Fifty years ago, a group of young musicians from Blackpool released a record called This Was, launching the career of Jethro Tull, one of the most influential and original rock bands ever. This year, Ian Anderson is out on the road, celebrating this golden anniversary with a series of shows across the US and Europe. If he’s coming to your town, don’t miss it.
I was lucky enough to catch a sold out show at the Beacon Theater in New York on September 11th, a somber day to which Anderson brought some happiness. His enthusiasm and musicianship delighted fans on a nostalgia-filled romp through the band’s history.

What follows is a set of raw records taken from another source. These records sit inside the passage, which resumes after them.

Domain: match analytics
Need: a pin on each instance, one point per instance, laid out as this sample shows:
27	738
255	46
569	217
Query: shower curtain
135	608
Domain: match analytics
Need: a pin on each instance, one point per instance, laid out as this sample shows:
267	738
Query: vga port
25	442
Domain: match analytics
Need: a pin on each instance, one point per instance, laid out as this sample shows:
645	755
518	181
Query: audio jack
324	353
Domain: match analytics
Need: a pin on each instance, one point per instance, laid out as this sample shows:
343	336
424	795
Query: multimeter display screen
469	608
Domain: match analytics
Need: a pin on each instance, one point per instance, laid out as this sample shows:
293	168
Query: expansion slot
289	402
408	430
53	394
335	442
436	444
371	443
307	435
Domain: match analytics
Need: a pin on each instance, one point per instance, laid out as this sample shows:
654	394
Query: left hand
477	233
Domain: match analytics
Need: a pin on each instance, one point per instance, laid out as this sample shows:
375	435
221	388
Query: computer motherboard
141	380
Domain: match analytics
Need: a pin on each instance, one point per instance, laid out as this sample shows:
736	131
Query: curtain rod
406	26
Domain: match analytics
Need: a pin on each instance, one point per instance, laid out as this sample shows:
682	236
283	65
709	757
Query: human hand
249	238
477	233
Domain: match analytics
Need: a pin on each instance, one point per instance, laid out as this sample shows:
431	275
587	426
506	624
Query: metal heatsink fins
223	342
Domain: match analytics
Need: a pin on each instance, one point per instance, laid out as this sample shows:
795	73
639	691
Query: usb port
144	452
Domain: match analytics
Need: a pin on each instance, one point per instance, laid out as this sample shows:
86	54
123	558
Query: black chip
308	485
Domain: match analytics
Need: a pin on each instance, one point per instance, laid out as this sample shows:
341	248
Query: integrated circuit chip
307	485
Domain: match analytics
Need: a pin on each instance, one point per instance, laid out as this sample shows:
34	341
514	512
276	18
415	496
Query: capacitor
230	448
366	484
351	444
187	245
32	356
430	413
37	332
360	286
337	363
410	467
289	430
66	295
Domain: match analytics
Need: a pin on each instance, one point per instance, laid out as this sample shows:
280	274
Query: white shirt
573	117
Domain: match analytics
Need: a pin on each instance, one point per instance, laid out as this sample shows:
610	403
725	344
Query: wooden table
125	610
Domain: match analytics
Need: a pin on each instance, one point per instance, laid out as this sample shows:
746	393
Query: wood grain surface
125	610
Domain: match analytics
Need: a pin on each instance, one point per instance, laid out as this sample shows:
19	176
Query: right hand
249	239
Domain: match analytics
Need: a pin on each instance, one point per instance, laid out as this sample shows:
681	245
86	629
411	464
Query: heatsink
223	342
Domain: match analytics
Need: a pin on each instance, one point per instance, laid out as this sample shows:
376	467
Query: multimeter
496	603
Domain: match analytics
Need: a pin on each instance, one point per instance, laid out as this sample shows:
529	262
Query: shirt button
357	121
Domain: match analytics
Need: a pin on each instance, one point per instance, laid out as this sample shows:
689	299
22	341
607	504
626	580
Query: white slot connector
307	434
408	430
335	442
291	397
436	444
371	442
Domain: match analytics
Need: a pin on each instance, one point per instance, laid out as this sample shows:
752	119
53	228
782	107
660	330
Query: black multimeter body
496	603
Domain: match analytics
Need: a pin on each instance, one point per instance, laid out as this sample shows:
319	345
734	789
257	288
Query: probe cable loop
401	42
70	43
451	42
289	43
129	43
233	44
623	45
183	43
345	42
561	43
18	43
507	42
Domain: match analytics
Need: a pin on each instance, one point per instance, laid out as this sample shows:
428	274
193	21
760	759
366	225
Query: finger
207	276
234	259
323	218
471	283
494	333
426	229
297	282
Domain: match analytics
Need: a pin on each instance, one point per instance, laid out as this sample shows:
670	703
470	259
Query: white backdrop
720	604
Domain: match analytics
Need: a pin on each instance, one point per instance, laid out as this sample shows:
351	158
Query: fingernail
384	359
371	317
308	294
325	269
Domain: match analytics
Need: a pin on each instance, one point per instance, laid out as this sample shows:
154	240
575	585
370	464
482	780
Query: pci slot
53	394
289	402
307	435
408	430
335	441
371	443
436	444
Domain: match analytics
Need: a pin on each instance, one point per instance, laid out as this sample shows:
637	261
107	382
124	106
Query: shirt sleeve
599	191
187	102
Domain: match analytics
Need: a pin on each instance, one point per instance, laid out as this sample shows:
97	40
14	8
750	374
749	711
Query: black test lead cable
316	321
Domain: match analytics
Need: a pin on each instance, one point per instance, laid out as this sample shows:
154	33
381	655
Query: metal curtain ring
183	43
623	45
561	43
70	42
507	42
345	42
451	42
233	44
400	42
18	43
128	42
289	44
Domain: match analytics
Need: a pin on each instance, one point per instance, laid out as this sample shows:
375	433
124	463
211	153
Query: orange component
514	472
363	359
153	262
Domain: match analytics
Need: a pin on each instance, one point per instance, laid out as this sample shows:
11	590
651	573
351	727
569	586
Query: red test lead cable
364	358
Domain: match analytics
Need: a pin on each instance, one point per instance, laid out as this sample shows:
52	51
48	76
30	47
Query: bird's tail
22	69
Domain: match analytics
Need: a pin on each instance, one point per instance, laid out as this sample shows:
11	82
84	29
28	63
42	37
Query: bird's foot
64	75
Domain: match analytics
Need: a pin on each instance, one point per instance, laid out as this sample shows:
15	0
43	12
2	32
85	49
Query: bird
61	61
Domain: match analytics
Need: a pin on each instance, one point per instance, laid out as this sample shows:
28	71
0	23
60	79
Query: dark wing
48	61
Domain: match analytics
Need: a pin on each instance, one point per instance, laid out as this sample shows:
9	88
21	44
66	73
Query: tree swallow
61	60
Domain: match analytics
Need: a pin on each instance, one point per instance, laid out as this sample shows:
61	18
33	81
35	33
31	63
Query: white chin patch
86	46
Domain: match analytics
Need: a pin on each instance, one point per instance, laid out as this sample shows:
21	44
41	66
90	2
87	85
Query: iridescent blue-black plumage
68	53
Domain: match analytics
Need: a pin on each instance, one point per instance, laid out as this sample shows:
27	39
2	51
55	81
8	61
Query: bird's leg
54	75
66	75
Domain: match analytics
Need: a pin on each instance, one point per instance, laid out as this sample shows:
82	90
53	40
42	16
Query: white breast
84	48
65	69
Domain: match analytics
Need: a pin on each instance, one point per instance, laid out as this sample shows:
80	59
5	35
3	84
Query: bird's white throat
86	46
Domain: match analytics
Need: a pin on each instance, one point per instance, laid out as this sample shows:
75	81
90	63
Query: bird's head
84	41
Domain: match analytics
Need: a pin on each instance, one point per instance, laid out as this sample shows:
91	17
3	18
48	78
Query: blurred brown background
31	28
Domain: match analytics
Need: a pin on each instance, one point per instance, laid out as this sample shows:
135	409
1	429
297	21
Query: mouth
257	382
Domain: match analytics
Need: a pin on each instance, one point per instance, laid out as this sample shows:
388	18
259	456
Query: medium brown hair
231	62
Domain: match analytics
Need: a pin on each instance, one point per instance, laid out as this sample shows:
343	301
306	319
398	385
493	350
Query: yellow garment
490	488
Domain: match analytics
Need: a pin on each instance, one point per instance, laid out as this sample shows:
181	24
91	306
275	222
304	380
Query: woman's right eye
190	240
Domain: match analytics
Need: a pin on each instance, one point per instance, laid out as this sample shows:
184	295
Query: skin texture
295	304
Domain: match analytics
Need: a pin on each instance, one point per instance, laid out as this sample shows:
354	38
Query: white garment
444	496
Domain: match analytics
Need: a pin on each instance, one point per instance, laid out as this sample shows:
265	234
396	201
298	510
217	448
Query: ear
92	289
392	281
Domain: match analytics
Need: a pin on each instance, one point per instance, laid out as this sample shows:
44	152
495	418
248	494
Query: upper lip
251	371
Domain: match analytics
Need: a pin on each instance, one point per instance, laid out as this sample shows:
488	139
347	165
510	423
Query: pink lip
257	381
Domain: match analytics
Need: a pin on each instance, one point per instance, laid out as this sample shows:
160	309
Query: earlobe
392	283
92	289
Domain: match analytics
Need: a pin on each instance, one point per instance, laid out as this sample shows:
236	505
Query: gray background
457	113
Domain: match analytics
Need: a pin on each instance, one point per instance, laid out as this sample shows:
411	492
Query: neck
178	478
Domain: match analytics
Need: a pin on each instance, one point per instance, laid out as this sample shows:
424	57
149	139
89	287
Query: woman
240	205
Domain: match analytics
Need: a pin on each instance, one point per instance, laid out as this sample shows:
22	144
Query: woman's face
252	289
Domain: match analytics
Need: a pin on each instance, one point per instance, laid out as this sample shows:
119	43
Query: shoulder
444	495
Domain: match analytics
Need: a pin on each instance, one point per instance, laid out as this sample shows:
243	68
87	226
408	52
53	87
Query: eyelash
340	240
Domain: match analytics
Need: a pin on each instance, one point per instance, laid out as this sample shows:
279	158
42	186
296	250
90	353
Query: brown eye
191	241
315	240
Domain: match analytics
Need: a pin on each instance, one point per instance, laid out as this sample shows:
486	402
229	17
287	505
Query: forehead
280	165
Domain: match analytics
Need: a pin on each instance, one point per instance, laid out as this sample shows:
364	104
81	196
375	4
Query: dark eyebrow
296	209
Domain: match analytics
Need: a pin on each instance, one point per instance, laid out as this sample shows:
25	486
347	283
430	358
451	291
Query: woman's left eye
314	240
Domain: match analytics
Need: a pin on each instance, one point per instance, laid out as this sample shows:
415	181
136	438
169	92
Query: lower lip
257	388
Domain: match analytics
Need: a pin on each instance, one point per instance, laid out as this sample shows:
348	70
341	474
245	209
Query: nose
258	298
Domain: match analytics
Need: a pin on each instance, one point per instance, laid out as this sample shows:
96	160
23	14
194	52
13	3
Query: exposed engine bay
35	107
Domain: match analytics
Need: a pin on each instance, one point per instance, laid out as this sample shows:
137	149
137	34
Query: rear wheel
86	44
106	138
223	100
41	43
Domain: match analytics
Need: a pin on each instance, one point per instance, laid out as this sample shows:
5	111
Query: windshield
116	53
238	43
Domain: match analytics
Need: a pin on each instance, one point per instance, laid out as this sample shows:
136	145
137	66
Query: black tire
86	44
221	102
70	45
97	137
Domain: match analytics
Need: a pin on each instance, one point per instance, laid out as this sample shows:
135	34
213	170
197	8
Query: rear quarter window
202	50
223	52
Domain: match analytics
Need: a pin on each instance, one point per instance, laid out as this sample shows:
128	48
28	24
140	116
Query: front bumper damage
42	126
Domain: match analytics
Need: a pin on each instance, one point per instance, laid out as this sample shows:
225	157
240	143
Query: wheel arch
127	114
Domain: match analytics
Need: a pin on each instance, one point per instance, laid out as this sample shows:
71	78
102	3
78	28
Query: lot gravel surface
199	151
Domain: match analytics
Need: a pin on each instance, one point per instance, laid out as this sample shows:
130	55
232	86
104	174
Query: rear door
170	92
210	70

The first half of the show was an homage to Tull’s early days, and featured some bluesy gems like “Love Story,” “Someday the Sun Won’t Shine for You,” and “Dharma for One.” “A Song for Jeffrey” was introduced by 70s era bassist Jeffrey Hammond, one of the 37 musicians who’ve been part of Tull over the years, and for whom the song is named. More video introductions followed throughout the night from former members and famous fans, like Guns n’ Roses’ Slash, and Black Sabbath’s Tony Iommi, who in 1968 briefly played in Tull, just before longtime guitarist Martin Barre joined.
Though Ian and Martin went their separate ways in 2011, it would’ve been nice to see an acknowledgement of Barre, who is now doing his own tour featuring the music of Tull. That is not meant as a slight to Anderson’s gifted guitarist, Florian Ophale, who got to show off his pyrotechnics in the second set, when the band played some of their heaviest numbers, closing it out as always with raucous versions of “Aqualung” and “Locomotive Breath” that left the crowd wanting more.
What is it about Jethro Tull that’s kept them going for fifty years? There’s plenty of virtuoso playing in the band’s catalog, and mind-bending prog-rock fun through some of their best records. At 71, Anderson still has the charisma and energy of a great frontman, nimbly dancing around stage all night, and playing the flute on one leg as if he were a man decades younger.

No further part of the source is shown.